1. A high-yield β-glucosidase-producing Trichoderma reesei engineered strain, characterized in that: The engineered Trichoderma reesei strain includes: a first BGL expression cassette integrated into the URA5 gene locus, a second BGL expression cassette integrated into the ACE1 gene locus, and a transcription activator XYR1 expression cassette integrated into the PEP1 gene locus; wherein: The first BGL expression cassette includes the BGL gene derived from Aspergillus niger; The second BGL expression cassette includes the BGL gene derived from Aspergillus niger and the endogenous URA5 gene from Trichoderma reesei; The transcription activator XYR1 expression cassette includes the endogenous transcription activator XYR1 from Trichoderma reesei.

2. The engineered strain of *Trichoderma reesei* with high β-glucosidase production as described in claim 1, characterized in that: The promoters used to regulate the expression of the first BGL expression cassette, the second BGL expression cassette, and the transcription activator XYR1 expression cassette are Trichoderma reesei endogenous promoters.

3. The engineered strain of *Trichoderma reesei* with high β-glucosidase production as described in claim 2, characterized in that: The promoter used to regulate the first BGL expression box is promoter Pcbh1.

4. The engineered strain of *Trichoderma reesei* with high β-glucosidase production as described in claim 2, characterized in that: The promoter used to regulate the second BGL expression box is promoter Pgpd1.

5. The engineered strain of *Trichoderma reesei* with high β-glucosidase production as described in claim 2, characterized in that: The promoter used to regulate the expression cassette of the transcription activator XYR1 is promoter Pgpd1.

6. The method for constructing the engineered Trichoderma reesei strain according to any one of claims 1 to 5, characterized in that: Includes the following steps: (1) The first BGL expression cassette is integrated into the URA5 locus of the sclerotium using homologous recombination technology; the sclerotium is Trichoderma reesei RUT-C30, and the first BGL expression cassette includes the BGL gene derived from Aspergillus niger; (2) The second BGL expression cassette is integrated into the ACE1 gene locus of the strain obtained in step (1) by homologous recombination technology; the second BGL expression cassette includes the BGL gene from Aspergillus niger and the endogenous URA5 gene from Trichoderma reesei. (3) The transcription activator XYR1 expression cassette is integrated into the PEP1 gene locus of the strain obtained in step (2) by homologous recombination technology; the transcription activator XYR1 expression cassette includes the endogenous transcription activator XYR1 of Trichoderma reesei.

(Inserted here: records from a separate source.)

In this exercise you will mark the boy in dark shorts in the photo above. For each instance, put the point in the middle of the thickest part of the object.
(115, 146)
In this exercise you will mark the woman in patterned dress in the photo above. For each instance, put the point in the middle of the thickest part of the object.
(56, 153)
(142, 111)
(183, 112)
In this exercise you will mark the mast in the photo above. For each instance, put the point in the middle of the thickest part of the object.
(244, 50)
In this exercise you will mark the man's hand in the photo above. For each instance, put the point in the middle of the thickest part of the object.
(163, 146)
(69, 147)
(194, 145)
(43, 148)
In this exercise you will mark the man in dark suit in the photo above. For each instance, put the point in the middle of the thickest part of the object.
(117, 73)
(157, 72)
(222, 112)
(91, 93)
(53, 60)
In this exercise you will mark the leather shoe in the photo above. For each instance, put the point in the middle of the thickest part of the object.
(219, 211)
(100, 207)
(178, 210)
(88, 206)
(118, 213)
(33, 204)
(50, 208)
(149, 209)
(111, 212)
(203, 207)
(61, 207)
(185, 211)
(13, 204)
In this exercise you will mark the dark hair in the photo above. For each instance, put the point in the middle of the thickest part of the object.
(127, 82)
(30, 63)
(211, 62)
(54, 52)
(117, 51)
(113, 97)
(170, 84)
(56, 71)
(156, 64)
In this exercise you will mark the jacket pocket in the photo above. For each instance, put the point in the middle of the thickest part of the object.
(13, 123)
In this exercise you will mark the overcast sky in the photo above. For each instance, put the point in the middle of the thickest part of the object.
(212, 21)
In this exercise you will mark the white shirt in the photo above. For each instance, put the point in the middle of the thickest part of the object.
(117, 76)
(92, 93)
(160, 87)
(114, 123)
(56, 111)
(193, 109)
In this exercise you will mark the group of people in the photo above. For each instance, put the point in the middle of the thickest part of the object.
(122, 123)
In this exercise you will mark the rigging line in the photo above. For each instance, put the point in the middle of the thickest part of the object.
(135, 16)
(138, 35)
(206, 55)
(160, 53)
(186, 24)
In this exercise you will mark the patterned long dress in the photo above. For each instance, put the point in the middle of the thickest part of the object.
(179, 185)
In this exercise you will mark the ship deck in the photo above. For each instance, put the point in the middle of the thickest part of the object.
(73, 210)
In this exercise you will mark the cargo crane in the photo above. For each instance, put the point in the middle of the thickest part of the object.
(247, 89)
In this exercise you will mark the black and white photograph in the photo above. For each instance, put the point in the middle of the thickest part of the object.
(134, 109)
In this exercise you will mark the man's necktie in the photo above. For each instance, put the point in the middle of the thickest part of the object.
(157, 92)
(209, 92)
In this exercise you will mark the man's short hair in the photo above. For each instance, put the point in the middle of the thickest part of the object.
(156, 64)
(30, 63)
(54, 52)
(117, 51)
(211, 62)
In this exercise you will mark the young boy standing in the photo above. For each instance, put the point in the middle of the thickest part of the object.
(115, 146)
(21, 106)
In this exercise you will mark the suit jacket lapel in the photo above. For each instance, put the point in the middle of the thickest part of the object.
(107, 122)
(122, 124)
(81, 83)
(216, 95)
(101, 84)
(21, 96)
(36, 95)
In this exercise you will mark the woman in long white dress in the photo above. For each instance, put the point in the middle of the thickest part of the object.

7. The construction method as described in claim 6, characterized in that: The first BGL expression cassette is constructed by inserting the BGL gene from Aspergillus niger between the promoter Pcbh1 and terminator Tcbh1 from Trichoderma reesei to construct a BGL expression unit.

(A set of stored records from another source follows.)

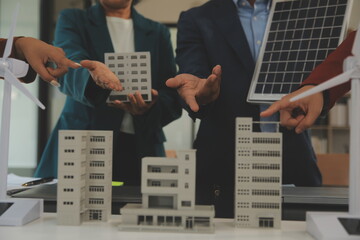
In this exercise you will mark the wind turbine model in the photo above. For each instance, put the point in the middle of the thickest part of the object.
(343, 225)
(13, 211)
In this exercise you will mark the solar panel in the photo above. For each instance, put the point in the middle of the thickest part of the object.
(299, 35)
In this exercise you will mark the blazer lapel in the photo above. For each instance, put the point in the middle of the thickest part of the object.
(228, 22)
(98, 32)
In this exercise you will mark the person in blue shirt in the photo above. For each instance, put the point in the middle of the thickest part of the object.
(111, 26)
(217, 47)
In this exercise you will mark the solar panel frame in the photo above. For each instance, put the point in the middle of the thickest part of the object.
(297, 46)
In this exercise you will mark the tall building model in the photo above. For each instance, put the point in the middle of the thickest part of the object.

8. The construction method as described in claim 6, characterized in that: The second BGL expression cassette is constructed by inserting the BGL gene from Aspergillus niger and the URA5 gene from Trichoderma reesei between the promoter Pgpd1 and the terminator TtrpC from Trichoderma reesei to construct the BGL and URA5 gene expression unit.

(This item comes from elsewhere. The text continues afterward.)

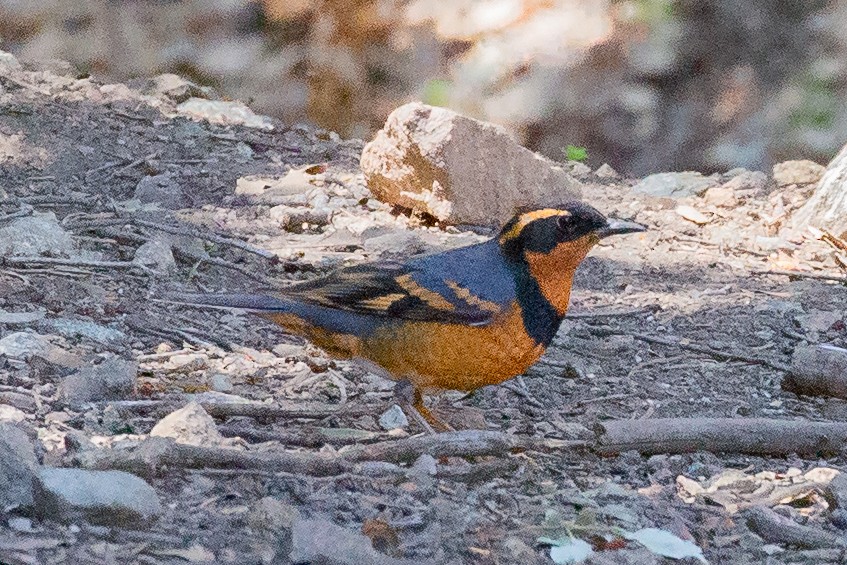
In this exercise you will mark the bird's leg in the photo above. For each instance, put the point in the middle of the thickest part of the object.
(411, 400)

9. The construction method as described in claim 6, characterized in that: The method for constructing the transcription activator XYR1 expression cassette is as follows: the transcription activator XYR1 gene derived from Trichoderma reesei is inserted between the promoter Pgpd1 and the terminator TtrpC derived from Trichoderma reesei to construct the XYR1 expression unit.

10. The application of the engineered Trichoderma reesei strain as described in any one of claims 1 to 5 or the engineered Trichoderma reesei strain constructed by the construction method as described in any one of claims 6 to 9 in the production of β-glucosidase, filter paper enzyme production or straw enzymatic hydrolysis.